Related Key Attack #
- Chosen Plain Text attack, but the attacker can do this with 2 different keys, giving more data and correlation.
Birthday Attack #
- Attack on Hash functions
- Birthday Theorem How many people do you need to have in a room to have a strong likelihood that two would have the exact sane birthday (excluding year, so month and day)?
- 367 people would make it certain, but the key is strong likelihood, so you only need 23 acually
- You’re not looking for anyone to match your birthday, but just that any two kids match, which is more likely.
- You can find much faster a hash collision of you search for ANY collision instead of A collision with your value.
- in Short: you try to find any collisions, but with a strategy so you can find “usefull data” that can be actually used.
Downgrade Attack #
- Used gainst secure communications such as TLDS.
- Get the user/system to shift to less secure cryptographic modes or less secure version that’s easier to break.
Hashing, Salting, and Key Stretching Exploiting Weak Keys Exploiting Human Error #
- Rainbow table attacks - Recall the precimputed hashes to reverse
- Salting - adding extra random, secret data to the input.
- Key Stretching - Create strong encryption keys from passwords
- Password-Based Key Derivation Function v2 (PBKDF2) - Thousands of iteationsof salting and hashing to generate encryption keys.
Exploiting Weak Keys #
- Good cryptographic algorithm, but implemented in a weak manner,
- Wired Equivalent Privacy (WEP) had this issue, do not use
Exploiting Human Error #
- By accident sending in the clear a message or email
- A message is prefixed with a header that gives so much metadata about the message, that the cryptanalist can use that for breaking. (e.g. charcter count, length, …)
- Weak or deprecated algorithms
Emerging Issues in Cryptography #
Tor and the Dark Web #
- AKA The Onion Router
- Anonymous routing traffic across internet
- Relies on Perfect forward secrecry
- Layers of encryption and nodes.
- Can browse the standard internet and hosting/access dark web sites.
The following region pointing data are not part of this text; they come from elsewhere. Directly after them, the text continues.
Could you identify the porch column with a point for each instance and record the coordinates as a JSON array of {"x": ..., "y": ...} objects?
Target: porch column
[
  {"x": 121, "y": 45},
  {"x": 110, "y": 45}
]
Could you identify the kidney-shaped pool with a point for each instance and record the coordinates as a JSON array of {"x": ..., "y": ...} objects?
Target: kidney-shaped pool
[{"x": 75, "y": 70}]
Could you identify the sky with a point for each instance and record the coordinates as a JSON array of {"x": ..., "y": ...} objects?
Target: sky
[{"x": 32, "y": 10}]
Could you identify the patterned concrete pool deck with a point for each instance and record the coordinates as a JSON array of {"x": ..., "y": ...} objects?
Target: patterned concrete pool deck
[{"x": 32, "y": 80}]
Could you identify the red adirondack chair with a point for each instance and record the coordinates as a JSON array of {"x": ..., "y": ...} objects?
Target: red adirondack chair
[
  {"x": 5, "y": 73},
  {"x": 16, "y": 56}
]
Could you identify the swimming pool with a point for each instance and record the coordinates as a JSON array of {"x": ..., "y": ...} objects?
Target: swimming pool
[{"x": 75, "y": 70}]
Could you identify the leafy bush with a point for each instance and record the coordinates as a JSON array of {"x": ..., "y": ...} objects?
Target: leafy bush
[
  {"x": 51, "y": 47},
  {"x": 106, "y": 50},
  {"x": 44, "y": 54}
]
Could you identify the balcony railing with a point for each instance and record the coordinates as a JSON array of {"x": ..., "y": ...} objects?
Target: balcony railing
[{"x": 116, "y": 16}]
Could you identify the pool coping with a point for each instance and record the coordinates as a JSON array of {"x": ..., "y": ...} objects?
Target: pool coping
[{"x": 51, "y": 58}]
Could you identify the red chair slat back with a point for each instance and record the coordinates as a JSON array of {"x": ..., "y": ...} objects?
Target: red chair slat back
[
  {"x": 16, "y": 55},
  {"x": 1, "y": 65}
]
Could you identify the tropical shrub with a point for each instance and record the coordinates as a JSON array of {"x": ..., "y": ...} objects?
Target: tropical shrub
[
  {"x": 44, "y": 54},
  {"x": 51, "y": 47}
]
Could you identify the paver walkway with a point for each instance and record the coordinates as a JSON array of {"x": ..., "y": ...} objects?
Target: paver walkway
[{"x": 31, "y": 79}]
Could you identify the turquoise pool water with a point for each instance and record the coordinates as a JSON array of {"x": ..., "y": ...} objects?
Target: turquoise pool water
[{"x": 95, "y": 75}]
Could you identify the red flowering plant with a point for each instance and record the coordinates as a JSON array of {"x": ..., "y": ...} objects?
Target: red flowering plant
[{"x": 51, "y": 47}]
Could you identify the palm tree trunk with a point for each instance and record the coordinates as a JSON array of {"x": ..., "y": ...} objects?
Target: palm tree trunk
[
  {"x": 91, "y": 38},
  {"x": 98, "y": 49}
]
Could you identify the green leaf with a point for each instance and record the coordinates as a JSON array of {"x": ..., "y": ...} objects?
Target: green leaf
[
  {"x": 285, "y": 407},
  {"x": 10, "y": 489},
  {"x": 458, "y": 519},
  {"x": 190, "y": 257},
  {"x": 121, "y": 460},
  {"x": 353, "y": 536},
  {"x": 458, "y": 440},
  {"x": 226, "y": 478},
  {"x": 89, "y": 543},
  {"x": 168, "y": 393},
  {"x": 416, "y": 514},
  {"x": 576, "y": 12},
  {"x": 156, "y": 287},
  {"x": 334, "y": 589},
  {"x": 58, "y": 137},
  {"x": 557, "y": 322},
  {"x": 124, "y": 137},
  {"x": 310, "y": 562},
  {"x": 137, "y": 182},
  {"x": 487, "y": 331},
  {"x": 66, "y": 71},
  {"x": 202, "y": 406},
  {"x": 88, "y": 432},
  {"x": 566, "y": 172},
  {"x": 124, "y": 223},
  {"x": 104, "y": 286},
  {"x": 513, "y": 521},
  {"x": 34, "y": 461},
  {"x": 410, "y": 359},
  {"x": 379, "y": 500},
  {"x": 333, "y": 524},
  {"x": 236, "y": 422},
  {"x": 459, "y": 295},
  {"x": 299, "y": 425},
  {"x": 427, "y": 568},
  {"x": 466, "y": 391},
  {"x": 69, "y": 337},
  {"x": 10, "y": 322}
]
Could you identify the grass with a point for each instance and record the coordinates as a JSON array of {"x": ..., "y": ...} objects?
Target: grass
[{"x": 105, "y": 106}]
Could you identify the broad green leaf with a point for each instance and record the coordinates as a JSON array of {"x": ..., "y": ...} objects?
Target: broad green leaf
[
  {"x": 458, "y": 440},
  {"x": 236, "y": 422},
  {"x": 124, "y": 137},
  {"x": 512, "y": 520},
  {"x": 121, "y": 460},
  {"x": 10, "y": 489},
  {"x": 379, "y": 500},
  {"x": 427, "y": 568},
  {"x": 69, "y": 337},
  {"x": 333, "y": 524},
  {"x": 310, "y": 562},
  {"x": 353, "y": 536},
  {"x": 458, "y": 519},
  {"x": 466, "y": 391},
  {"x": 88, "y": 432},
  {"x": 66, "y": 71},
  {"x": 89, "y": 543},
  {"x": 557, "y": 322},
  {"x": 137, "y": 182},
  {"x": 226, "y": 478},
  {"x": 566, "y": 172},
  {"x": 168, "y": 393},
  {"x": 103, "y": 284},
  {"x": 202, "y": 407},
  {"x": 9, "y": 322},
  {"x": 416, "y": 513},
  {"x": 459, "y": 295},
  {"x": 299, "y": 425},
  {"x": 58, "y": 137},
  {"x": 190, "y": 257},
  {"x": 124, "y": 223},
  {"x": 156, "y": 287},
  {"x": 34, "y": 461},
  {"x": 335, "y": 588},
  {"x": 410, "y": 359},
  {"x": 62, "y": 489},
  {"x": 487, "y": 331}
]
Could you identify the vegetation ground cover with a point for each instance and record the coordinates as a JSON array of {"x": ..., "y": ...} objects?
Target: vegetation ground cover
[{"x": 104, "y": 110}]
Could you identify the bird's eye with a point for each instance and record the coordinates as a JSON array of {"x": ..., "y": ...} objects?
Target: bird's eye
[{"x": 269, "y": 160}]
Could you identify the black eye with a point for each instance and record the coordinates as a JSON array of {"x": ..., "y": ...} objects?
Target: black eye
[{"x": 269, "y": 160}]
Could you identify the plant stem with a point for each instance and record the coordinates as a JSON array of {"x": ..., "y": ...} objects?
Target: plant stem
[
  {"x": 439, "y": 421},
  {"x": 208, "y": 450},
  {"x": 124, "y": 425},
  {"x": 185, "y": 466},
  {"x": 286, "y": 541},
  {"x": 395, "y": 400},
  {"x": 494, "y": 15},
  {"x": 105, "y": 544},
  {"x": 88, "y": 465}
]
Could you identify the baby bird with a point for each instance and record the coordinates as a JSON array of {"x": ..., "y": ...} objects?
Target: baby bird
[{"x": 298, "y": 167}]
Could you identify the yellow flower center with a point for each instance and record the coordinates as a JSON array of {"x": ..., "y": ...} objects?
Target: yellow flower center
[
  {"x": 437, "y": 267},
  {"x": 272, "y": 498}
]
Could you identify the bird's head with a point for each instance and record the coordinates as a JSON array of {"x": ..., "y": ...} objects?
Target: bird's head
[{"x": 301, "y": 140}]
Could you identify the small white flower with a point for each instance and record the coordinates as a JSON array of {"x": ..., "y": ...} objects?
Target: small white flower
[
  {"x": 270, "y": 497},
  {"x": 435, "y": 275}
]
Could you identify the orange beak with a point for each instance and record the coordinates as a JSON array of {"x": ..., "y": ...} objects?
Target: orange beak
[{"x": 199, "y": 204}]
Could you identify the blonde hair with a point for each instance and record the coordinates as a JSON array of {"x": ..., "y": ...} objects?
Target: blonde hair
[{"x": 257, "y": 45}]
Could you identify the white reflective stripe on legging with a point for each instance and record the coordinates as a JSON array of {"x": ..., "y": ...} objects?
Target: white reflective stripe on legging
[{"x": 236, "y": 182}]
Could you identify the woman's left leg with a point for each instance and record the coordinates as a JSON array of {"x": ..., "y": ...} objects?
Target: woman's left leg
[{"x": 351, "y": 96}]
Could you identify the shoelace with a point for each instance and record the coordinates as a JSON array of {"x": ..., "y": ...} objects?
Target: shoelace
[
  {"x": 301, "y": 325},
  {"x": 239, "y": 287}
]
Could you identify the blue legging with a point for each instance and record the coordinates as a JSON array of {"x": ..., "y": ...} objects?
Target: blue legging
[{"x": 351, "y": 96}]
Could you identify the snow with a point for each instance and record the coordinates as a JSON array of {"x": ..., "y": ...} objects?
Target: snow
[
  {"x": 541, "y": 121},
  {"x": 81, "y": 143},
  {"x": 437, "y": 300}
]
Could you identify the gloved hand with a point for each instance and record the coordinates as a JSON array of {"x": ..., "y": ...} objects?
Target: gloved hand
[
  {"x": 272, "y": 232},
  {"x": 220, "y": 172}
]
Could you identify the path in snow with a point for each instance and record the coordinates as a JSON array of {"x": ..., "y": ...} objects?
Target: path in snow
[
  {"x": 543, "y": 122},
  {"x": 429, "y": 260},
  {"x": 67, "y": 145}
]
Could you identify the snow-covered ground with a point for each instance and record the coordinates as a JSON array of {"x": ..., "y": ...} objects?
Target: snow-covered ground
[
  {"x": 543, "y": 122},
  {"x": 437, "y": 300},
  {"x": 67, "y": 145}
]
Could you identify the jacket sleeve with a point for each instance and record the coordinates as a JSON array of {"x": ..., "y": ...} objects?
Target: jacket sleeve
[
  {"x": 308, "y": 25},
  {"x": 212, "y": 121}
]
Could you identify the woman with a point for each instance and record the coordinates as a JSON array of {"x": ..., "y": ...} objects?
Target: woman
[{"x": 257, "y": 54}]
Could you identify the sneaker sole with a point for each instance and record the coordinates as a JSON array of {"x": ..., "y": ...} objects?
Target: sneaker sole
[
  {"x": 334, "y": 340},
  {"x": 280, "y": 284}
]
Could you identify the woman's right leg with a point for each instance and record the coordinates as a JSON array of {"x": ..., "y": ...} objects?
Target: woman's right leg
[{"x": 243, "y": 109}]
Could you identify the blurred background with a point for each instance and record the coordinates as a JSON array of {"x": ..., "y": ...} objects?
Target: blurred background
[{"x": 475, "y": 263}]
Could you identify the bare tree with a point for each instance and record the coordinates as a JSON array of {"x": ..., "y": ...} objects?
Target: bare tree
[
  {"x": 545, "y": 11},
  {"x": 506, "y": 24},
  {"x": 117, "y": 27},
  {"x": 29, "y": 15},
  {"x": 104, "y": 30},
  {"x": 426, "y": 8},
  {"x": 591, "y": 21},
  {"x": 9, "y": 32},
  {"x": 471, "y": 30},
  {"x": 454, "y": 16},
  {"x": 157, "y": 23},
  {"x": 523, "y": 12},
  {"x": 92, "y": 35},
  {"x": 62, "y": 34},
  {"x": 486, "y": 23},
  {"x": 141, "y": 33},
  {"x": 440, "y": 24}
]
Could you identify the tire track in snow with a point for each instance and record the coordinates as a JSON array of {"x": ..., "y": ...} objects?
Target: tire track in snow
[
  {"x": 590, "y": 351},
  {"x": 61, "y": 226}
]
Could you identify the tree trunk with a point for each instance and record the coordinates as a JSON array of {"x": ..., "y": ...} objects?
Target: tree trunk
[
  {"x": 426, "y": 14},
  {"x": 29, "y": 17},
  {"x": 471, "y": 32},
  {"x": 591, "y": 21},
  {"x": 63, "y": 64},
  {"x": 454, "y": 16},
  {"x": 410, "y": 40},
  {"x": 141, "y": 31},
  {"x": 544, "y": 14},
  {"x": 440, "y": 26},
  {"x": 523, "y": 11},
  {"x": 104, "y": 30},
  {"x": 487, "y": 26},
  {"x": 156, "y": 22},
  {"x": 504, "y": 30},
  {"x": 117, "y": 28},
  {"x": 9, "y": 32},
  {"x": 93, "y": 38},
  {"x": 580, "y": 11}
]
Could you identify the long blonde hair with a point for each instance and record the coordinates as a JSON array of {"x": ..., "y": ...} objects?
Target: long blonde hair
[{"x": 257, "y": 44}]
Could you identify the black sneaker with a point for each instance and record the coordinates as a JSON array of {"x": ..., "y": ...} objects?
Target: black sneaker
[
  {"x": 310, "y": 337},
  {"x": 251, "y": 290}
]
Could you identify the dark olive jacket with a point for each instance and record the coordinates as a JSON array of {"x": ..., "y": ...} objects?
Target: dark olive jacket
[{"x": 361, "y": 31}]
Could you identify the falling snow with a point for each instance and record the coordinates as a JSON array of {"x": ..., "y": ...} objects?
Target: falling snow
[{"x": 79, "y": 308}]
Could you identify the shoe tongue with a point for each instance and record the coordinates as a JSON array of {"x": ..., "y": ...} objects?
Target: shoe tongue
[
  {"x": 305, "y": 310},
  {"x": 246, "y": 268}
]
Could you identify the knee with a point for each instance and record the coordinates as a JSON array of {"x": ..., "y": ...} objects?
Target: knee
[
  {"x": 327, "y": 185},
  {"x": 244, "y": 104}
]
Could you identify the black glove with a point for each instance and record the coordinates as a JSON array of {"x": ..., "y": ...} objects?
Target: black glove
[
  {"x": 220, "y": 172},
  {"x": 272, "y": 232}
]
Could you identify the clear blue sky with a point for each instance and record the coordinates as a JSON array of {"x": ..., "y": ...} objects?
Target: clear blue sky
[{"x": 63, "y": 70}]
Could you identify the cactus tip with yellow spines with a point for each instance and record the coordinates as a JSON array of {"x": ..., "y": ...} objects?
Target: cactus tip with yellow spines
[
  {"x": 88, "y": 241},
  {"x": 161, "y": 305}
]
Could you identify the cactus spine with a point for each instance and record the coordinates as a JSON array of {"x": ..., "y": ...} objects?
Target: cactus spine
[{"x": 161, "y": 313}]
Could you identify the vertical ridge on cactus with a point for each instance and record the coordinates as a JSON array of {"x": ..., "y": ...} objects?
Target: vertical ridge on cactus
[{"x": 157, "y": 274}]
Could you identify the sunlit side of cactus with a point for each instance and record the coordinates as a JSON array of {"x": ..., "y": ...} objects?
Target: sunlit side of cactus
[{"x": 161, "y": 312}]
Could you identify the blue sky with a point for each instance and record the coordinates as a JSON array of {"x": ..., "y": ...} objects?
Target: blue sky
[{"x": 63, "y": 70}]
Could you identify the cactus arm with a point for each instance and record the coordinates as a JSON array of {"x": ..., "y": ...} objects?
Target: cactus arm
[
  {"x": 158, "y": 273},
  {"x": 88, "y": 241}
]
- not sure why an emerging issue?
Blockchain #
- Open Public Ledger
- not sure why an emerging issue?
Lightweight Cryptography #
- Some low power deviced, embedded devices, IoT, smartcards, Satelites have limited power and energy.
- Specialized hardware can limited used energy
- Also when latency must be criticly low - probably like real time systems?
Homomorphic Encryption #
- Allows calculations and operations on encrypted data, so the data doesn’t need decryption to “use” to a degree.
- not sure why an emerging issue?
Quantum Computing #
- When it becomes more pratical, it can defeat cryptographic algorithms dat depend on facvotring large prime numbers.
- But can be also used for stronger encryptoon.